Die zunächst gestrichene Eröffnungs-Pressekonferenz der Filmfestspiele Venedig soll nun doch stattfinden. Das berichtete das US-Magazin „Deadline“ unter Berufung auf das Festival. Die Organisatoren hatten die Pressekonferenz, bei der sich die Jury Fragen der Presse stellt, zuvor gestrichen.

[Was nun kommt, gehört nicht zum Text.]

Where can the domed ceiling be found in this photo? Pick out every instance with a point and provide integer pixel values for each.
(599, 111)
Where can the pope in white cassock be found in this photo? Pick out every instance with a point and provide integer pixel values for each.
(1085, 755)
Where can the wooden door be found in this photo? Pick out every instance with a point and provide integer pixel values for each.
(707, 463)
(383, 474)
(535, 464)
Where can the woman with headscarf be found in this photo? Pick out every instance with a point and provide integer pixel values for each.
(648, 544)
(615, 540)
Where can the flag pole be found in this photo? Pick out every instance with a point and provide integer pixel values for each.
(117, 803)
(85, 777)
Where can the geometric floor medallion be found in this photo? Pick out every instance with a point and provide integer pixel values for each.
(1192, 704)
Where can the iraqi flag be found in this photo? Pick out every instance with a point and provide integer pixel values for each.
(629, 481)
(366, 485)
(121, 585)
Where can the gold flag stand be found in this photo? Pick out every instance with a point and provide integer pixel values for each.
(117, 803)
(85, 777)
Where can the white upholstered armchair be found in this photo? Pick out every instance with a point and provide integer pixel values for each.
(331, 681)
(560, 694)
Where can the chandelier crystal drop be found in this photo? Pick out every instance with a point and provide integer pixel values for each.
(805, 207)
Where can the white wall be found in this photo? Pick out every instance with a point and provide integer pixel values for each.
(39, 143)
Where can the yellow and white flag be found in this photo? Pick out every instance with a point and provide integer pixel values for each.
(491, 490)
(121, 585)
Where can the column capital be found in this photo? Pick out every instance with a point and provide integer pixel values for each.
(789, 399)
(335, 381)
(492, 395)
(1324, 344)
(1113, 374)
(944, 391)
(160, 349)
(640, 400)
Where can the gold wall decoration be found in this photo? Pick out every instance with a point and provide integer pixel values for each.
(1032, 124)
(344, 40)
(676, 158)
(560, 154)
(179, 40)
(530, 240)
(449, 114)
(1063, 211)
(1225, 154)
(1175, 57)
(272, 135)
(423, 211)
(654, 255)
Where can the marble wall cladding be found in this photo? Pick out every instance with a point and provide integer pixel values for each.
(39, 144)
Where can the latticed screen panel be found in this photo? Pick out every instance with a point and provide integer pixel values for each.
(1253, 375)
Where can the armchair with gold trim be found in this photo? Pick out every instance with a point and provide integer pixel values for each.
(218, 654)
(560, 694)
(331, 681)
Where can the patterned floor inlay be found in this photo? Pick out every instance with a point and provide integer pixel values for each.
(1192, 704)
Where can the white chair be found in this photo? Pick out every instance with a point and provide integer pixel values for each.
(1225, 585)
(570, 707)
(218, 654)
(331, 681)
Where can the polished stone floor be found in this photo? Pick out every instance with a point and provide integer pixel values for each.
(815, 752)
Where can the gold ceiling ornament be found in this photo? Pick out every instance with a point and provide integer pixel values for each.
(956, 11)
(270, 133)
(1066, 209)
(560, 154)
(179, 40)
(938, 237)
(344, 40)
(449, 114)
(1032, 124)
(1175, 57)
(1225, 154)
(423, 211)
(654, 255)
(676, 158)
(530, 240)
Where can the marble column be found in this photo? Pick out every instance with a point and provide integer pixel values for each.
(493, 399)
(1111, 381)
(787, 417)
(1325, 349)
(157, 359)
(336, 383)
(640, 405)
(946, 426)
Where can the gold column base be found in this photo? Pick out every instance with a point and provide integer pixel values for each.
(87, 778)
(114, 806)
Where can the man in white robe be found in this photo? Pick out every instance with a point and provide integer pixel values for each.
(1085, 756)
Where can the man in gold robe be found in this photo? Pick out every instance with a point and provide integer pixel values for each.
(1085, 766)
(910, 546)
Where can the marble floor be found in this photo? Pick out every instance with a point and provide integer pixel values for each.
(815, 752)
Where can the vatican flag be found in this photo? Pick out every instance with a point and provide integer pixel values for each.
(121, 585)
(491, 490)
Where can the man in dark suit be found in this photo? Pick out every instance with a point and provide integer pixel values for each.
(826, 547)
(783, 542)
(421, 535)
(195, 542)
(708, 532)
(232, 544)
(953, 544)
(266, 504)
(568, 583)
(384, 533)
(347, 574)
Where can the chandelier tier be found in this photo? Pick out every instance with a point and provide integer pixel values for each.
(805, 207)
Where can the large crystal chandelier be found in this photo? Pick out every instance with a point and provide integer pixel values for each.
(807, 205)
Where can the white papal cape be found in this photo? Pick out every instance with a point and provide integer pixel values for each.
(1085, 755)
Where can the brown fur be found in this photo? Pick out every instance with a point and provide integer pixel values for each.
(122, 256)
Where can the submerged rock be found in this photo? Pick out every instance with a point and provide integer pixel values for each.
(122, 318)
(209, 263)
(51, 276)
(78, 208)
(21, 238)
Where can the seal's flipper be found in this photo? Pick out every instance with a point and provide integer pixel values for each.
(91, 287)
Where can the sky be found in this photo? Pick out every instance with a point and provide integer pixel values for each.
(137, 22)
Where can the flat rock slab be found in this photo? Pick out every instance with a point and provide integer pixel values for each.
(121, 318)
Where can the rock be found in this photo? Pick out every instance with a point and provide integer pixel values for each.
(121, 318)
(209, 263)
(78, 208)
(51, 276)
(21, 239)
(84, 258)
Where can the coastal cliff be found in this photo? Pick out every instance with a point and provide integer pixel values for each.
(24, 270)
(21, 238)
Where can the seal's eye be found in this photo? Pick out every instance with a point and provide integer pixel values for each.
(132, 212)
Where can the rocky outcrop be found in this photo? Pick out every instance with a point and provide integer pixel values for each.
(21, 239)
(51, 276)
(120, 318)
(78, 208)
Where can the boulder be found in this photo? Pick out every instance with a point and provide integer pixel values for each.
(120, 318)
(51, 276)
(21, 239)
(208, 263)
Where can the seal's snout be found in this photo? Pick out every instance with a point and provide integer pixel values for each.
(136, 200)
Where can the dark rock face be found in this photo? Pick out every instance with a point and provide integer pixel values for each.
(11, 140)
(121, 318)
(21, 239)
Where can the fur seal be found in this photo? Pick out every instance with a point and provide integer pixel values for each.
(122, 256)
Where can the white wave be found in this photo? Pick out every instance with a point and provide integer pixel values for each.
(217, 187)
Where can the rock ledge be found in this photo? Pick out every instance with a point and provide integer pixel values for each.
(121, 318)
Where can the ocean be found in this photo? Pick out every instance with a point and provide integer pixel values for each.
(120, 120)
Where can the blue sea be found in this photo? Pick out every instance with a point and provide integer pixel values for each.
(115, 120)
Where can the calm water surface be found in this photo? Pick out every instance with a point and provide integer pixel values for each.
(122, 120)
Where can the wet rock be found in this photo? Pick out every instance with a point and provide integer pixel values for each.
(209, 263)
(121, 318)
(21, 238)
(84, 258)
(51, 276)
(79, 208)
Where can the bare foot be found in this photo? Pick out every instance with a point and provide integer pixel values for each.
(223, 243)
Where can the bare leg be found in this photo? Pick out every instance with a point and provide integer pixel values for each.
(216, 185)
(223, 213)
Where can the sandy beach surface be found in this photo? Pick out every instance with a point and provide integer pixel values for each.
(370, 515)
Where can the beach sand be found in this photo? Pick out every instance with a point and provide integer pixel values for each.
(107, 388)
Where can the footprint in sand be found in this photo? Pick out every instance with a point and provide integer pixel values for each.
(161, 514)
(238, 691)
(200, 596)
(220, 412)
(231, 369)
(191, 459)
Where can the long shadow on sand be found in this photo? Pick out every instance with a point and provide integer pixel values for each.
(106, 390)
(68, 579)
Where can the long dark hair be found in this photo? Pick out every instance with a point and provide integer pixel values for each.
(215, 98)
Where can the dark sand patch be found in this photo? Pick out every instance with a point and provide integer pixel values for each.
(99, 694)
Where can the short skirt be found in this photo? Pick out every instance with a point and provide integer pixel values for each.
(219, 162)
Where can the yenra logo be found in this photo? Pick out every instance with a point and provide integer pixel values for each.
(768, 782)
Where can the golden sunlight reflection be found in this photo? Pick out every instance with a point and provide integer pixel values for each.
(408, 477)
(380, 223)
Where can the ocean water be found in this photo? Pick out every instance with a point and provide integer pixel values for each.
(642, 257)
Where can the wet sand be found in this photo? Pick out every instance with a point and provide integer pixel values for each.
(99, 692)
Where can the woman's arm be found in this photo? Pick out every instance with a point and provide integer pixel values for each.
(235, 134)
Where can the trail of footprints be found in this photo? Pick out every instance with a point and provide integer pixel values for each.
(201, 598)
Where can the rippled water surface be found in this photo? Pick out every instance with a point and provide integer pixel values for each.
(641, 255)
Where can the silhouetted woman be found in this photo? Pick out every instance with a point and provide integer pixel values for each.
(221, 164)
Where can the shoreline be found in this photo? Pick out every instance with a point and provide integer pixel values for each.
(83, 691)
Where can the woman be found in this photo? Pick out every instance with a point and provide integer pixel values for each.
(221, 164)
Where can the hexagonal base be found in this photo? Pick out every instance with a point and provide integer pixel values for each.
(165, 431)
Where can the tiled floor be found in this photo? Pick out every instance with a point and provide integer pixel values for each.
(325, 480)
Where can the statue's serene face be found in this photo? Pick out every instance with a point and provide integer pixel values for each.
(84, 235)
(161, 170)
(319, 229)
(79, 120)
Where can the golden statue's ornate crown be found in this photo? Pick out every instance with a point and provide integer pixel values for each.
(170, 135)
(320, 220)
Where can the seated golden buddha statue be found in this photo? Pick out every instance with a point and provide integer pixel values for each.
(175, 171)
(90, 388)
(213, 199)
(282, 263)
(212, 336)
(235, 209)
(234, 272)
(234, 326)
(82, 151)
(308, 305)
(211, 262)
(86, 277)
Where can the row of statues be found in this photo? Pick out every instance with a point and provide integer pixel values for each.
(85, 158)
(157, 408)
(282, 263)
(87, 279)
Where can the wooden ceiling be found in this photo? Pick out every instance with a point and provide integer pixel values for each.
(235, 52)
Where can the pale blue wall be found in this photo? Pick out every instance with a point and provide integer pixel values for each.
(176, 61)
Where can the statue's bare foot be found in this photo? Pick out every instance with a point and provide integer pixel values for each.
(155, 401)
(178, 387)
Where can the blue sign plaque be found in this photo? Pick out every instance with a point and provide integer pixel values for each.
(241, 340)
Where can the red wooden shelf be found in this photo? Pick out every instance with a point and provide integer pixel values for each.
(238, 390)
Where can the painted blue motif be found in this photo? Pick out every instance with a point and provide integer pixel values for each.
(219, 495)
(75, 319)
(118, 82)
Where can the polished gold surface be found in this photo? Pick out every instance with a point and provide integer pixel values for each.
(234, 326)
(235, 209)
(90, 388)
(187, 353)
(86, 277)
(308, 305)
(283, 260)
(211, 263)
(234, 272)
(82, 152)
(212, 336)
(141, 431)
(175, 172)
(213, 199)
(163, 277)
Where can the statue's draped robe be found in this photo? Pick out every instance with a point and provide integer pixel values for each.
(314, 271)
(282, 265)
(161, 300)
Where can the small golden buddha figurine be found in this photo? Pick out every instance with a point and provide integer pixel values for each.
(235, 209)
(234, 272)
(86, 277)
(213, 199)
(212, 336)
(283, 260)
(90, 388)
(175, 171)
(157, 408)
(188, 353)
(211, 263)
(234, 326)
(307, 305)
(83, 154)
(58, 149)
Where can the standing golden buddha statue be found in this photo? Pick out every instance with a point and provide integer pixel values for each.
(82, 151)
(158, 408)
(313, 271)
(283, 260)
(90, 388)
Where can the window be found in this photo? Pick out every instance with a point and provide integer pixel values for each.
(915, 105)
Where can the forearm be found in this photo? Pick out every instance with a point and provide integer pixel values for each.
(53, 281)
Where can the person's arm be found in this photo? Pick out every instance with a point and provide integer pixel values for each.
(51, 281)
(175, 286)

Das führte zu Irritationen und Kritik bei Festivalbesuchern. Und zu Vermutungen, dies habe mit den zuletzt politisch sehr aufgeladenen Eröffnungs-Pressekonferenzen bei Filmfestivals zu tun. Die Pressestelle des Festivals bestritt das aber und sprach von einem Terminkonflikt.
2025 geriet der Jury-Präsident in Erklärungsnöte
Eine Jury-Pressekonferenz zum Auftakt ist Standard bei Filmfestivals wie in Venedig, Cannes oder Berlin. Vergangenes Jahr wurde Jury-Präsident Alexander Payne zum Auftakt in Venedig zum Gaza-Konflikt befragt und geriet in Erklärungsnöte.
Bei der Berlinale war die Jury-Pressekonferenz im Februar Zündpunkt politischer Debatten über den Gaza-Krieg, die sich über das ganze Festival erstreckten und in einem offenen Brief, Protesten und Stellungnahmen endeten. Jury-Präsident Wim Wenders hatte dort auf eine Frage zum Gaza-Krieg gesagt, Filmschaffende müssten sich aus der Politik heraushalten, sie seien ein Gegengewicht zur Politik.
Die 83. Filmfestspiele in Venedig starten am Mittwoch und laufen bis zum 12. September. Die diesjährige Jury-Präsidentin ist US-Regisseurin und Schauspielerin Maggie Gyllenhaal.